I spent a fair bit of time with this one, like I do with nearly every moth I can get my hands on.
I sketched it from a couple of angles (right to left on the page). Each time, I aimed for increased precision with how I recorded the markings on both front and hind wings. I figured the placement of the spots and bars would be key for identifying it.
When I looked through the insect ID guides in the research station library, I could only find one on moths: Moths of Western North America by Jerry A. Powell and Paul A. Opler. It’s approximately 500 pages, a hardcover reference, not a field guide. There are 65 pages of color photos (roughly 25% of “each family, subfamily, and larger genus” are depicted). Using only those images, I couldn’t figure out what the moth was. The closest I could get was something in the family Noctuidae.
It’s not like identifying the moth, in and of itself, is significant. However, I wanted to see what I could learn about this moth beyond the obvious – its marvelously furry thorax and its vivid orange hind wings. So, I sent out a plea on Twitter. I started there, because I have had success with crowdsourcing insect ID in the past.
According to Powell and Opler’s book, the moth I found shouldn’t be here.
Noctua pronuba (the “large yellow hindwing”) is from Eurasia. It was accidentally introduced in Nova Scotia in 1979, quickly spread throughout Atlantic Canada, and now is present throughout much of North America. And, in some years, it migrates en masse to marginal parts of its range.
“The adults are nocturnal and fly from mid-June to late-September,” write Powell and Opler. They describe the larvae eating habits (“a wide variety of both weedy and cultivated herbaceous plants and grasses”).
It is, according to another source, one of the most hated of the cutworm species. The University of Idaho extension program has a detailed hand-out describing the life cycle, agricultural issues, etc., related to this moth’s appearance in that state in 2005. It wasn’t, however, until the winter of 2007-2008 that the caterpillar phase of this moth was clearly identified as an agricultural pest, based on a major outbreak in Michigan.

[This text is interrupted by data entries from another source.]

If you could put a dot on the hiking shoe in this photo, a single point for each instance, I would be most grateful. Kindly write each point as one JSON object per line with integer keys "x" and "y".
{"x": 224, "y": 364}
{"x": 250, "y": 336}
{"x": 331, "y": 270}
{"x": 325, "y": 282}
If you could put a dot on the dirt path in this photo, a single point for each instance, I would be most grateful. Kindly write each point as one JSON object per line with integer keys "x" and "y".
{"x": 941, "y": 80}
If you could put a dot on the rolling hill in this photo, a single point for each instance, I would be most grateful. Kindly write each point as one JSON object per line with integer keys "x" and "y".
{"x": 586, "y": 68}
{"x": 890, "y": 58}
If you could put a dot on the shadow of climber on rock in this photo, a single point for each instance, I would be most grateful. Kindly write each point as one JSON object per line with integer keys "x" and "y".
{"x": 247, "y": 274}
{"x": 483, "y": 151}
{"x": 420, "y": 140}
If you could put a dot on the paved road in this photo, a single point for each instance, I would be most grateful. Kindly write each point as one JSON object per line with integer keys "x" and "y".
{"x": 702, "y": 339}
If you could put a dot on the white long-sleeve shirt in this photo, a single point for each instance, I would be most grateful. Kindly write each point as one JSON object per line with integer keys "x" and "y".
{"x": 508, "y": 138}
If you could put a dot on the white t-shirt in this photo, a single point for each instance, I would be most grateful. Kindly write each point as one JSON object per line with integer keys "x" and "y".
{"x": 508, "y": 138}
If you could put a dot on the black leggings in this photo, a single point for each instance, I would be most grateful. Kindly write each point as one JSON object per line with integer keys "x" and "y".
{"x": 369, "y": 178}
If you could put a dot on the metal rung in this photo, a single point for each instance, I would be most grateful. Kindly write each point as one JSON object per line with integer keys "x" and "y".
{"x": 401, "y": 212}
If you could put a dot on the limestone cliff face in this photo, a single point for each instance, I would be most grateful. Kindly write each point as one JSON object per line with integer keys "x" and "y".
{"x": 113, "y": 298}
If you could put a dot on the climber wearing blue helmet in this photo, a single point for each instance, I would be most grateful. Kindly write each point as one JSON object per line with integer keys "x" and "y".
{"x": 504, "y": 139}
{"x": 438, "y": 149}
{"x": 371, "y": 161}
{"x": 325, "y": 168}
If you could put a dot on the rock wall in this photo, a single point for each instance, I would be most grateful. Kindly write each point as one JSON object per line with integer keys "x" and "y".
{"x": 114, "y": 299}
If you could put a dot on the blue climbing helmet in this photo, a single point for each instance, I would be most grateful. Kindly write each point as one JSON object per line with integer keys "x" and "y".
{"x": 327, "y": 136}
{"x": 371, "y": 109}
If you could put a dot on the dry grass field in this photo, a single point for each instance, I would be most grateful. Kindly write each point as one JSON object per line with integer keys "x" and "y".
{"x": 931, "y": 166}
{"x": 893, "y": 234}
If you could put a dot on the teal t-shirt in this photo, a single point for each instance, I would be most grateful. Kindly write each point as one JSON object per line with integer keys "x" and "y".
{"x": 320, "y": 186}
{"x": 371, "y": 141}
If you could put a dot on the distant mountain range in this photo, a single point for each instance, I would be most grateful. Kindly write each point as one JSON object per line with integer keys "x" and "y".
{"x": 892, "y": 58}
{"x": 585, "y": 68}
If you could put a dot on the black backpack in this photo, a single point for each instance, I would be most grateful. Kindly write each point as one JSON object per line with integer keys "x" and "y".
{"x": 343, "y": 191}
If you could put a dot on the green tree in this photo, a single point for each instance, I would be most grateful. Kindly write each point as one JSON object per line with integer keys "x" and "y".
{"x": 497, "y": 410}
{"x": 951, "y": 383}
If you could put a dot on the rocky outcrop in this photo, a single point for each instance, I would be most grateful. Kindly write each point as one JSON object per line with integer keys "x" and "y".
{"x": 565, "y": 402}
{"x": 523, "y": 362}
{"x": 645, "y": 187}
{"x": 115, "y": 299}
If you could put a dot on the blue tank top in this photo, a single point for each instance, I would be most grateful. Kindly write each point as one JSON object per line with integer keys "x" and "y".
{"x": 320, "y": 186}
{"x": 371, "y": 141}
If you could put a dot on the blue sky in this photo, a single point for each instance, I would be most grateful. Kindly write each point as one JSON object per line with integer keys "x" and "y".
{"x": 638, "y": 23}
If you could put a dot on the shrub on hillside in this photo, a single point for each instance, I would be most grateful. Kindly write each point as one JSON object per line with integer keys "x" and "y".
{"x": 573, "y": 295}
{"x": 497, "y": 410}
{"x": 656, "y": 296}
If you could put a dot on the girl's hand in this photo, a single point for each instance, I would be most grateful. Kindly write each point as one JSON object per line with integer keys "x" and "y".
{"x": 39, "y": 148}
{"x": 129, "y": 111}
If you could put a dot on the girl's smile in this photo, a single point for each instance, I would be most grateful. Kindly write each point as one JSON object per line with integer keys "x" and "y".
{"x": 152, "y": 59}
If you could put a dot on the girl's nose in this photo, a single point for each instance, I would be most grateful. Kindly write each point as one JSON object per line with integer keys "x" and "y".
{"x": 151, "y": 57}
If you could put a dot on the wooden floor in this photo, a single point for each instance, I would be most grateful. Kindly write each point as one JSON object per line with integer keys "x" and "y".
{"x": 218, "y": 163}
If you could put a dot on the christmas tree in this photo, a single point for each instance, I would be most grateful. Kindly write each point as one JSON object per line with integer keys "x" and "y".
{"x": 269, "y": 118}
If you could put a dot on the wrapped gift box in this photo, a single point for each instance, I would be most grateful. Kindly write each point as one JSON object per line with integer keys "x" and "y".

But, they make no special mention of the adults. The adults have a proboscis, so presumably their eating habits are similar to many other nectar-feeding Lepidoptera.
Nearly fully-grown larvae are active (read: eating plants off at their bases!) throughout the winter. The adults emerge in the spring. That means the moth I found spent the past several months exposed to the fierce winter weather that hits this part of Jackson Lake.
Though dead, it was intact. So, I doubt it fell prey to one of the swallows setting up nests in the cabin eaves. The storm we were having when I found it was mild compared to what it endured all winter, but it seems that’s what got it in the end.